Wow, what a stupid question to ask “off the record.” I was clearly just trying to be journalist-cool here, and I sound like a dum-dum. But since I first heard her mention her James Taylor album collection in the song “Begin Again, ” I’ve been dying to know the answer (I’m a big fan of his too). I think I can tell you – on the record – that Taylor says she has around fifteen JT albums, and her favorite song is “Fire and Rain.” We talk about the actual story behind it (it’s about a dead lady) and she comments about the wonderful job (James) Taylor does weaving the story of his loss through out the song. I tell her I sing it to my daughter as a lullaby and feel like a morbid person. And then the interview starts.

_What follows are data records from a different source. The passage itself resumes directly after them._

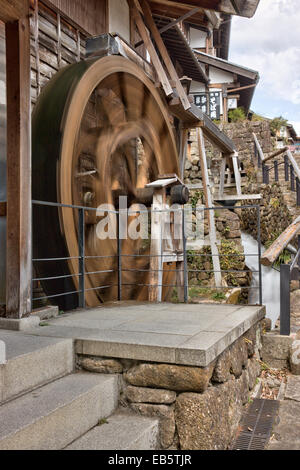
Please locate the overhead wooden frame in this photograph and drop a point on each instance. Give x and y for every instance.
(164, 54)
(144, 33)
(233, 7)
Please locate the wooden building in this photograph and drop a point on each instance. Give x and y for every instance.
(37, 39)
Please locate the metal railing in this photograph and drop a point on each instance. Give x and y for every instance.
(288, 272)
(119, 258)
(291, 170)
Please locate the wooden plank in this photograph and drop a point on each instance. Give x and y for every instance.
(294, 163)
(164, 53)
(36, 45)
(271, 254)
(58, 41)
(134, 5)
(91, 15)
(18, 276)
(277, 153)
(226, 66)
(3, 209)
(241, 197)
(12, 10)
(211, 213)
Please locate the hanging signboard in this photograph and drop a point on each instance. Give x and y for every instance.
(209, 103)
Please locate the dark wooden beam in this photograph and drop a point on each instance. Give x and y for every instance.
(2, 209)
(233, 7)
(12, 10)
(18, 274)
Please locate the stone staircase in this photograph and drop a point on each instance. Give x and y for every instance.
(45, 404)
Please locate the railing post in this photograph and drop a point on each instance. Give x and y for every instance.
(259, 254)
(292, 178)
(298, 191)
(119, 241)
(81, 250)
(265, 171)
(285, 320)
(276, 170)
(286, 168)
(185, 266)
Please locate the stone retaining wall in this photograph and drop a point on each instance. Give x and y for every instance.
(241, 135)
(275, 215)
(198, 408)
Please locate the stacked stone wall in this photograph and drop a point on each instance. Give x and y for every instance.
(198, 408)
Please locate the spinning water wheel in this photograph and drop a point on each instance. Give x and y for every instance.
(100, 129)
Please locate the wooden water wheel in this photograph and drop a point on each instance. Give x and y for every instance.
(100, 129)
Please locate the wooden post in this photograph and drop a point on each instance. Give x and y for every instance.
(18, 275)
(183, 150)
(208, 200)
(237, 174)
(222, 177)
(164, 53)
(156, 251)
(133, 5)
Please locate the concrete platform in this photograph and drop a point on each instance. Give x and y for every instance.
(33, 361)
(53, 416)
(190, 334)
(121, 431)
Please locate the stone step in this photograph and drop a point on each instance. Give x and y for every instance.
(121, 431)
(57, 414)
(33, 362)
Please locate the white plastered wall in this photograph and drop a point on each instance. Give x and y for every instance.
(220, 76)
(119, 20)
(197, 38)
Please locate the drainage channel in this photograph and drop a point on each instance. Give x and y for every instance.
(257, 425)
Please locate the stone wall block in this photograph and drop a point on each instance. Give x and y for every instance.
(100, 365)
(149, 395)
(170, 377)
(294, 357)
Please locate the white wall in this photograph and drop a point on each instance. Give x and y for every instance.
(197, 38)
(220, 76)
(119, 21)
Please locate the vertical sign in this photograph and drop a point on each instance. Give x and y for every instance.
(211, 108)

And once again, she’s thoughtful and genuine. She doesn’t give a crap about what people think of her dating life, but she admits to being insecure and owns up to having a ton of fears. She sounds like so many other women I know – fiery and strong but with normal, human flaws that make each one of us completely awesome. She goofs on herself a lot, but she clearly knows who she is and is not apologetic for it. She says we think we know the guys who her songs are about, but we are also way off a lot of the time. Sorry John Mayer, it’s not all about you.

At the end of our interview, I thank her for her time and go in for a hand shake, but she extends a reed-like arm toward me for a hug. “That was a really great interview,” she says after we embrace. “You asked such thoughtful questions! Trust me, I know. I do this all the time.” I immediately begin to hyperventilate inside while crafting the world’s braggiest tweet about how Taylor Swift called me “thoughtful” and hugged me. “One Shining Moment” begins playing on a loop in my head.

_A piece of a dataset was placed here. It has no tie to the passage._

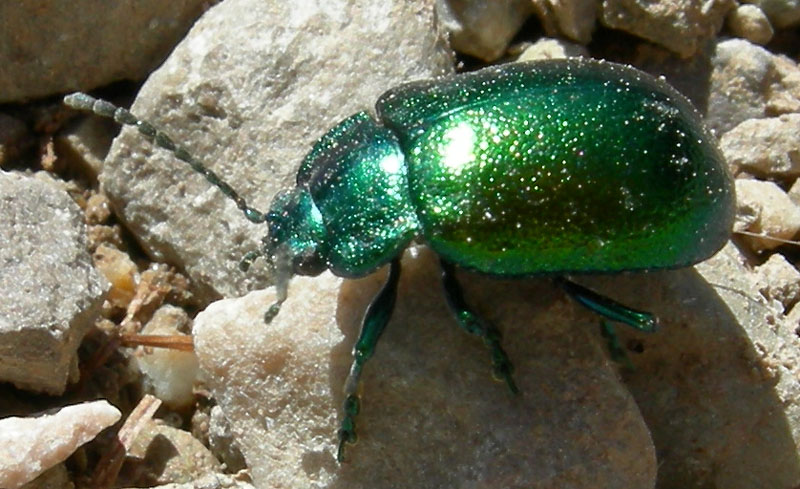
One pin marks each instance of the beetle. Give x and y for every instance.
(555, 168)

Her hug was nice, in case you were wondering.

[Photo: Frank Micelotta for VH1 Storytellers]
Two hours later I am standing in the aisle of the auditorium surrounded by screaming college students. Taylor was performing at Harvey Mudd, part of the Claremont Colleges, after students won a contest to bring her there based solely on online votes. Earlier in the day, I met up with the two awesome students who orchestrated the Facebook group that helped pull off the win. They are huge fans who speak passionately about the connection they feel to the emotional power of her songs. They are also guys. The concert is also packed with college-aged men who seem to genuinely be getting down to her tunes. Who knew?

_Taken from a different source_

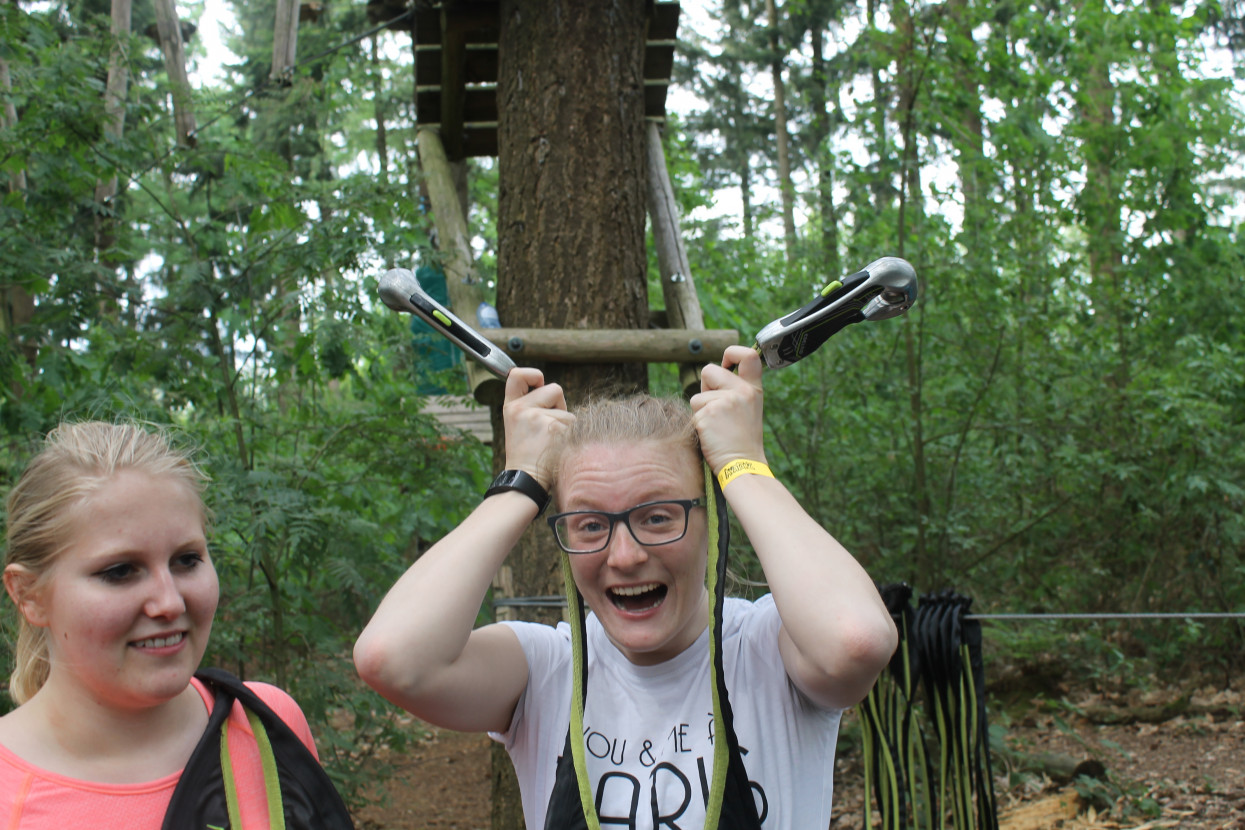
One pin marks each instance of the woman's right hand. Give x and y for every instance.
(534, 412)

[Photo: Frank Micelotta for VH1 Storytellers]
She’s comfortable and confident on stage, switching out guitars with almost every song. “Red” warrants —you guessed it— a red guitar. She plays banjo on “Mean” and the crowd goes nuts dancing and singing along, all anthem-like. For just about every tune, Taylor thanks the students for making it popular, helping it to climb the charts or win awards. Were it anyone else I’d find the effusive gratitude excessive, but I’m so sold on her genuine appreciation for her fans that I’m charmed, yet again.

Also genuine: her answers to student questions and her easy, silly banter between songs. When a kid asks if she doubts herself, Taylor responds “Only about 400,000 times every 10-minute interval,” and you get the feeling it’s true. A group of guys dance shirtless to one of her songs (argh, I’m blanking on which one) and she responds by shouting them out flirtatiously. She dances confidently while singing “Love Story,” posing for the crowd in the front row. Taylor.Is.On.

[Photo: Frank Micelotta for VH1 Storytellers]
The crowd goes craziest for “Our Song,” but the night belongs to the final song, “Never Ever,” after Taylor tells us all it’s her “daydream” that the audience sings the “Wheee-EEEEEEE!” part of the chorus and asks us to make it a reality. And we do, loudly.

[Photo: Frank Micelotta for VH1 Storytellers]
After the show I stand on the steps of the auditorium as the Storytellers team interviews students on their way out of the show. A girl stands in a circle with her friends, her hand shaking in front of her face. She says, “I don’t think you guys understand how much tonight means to me.”

Her friends may not, but I suspect Taylor Swift does.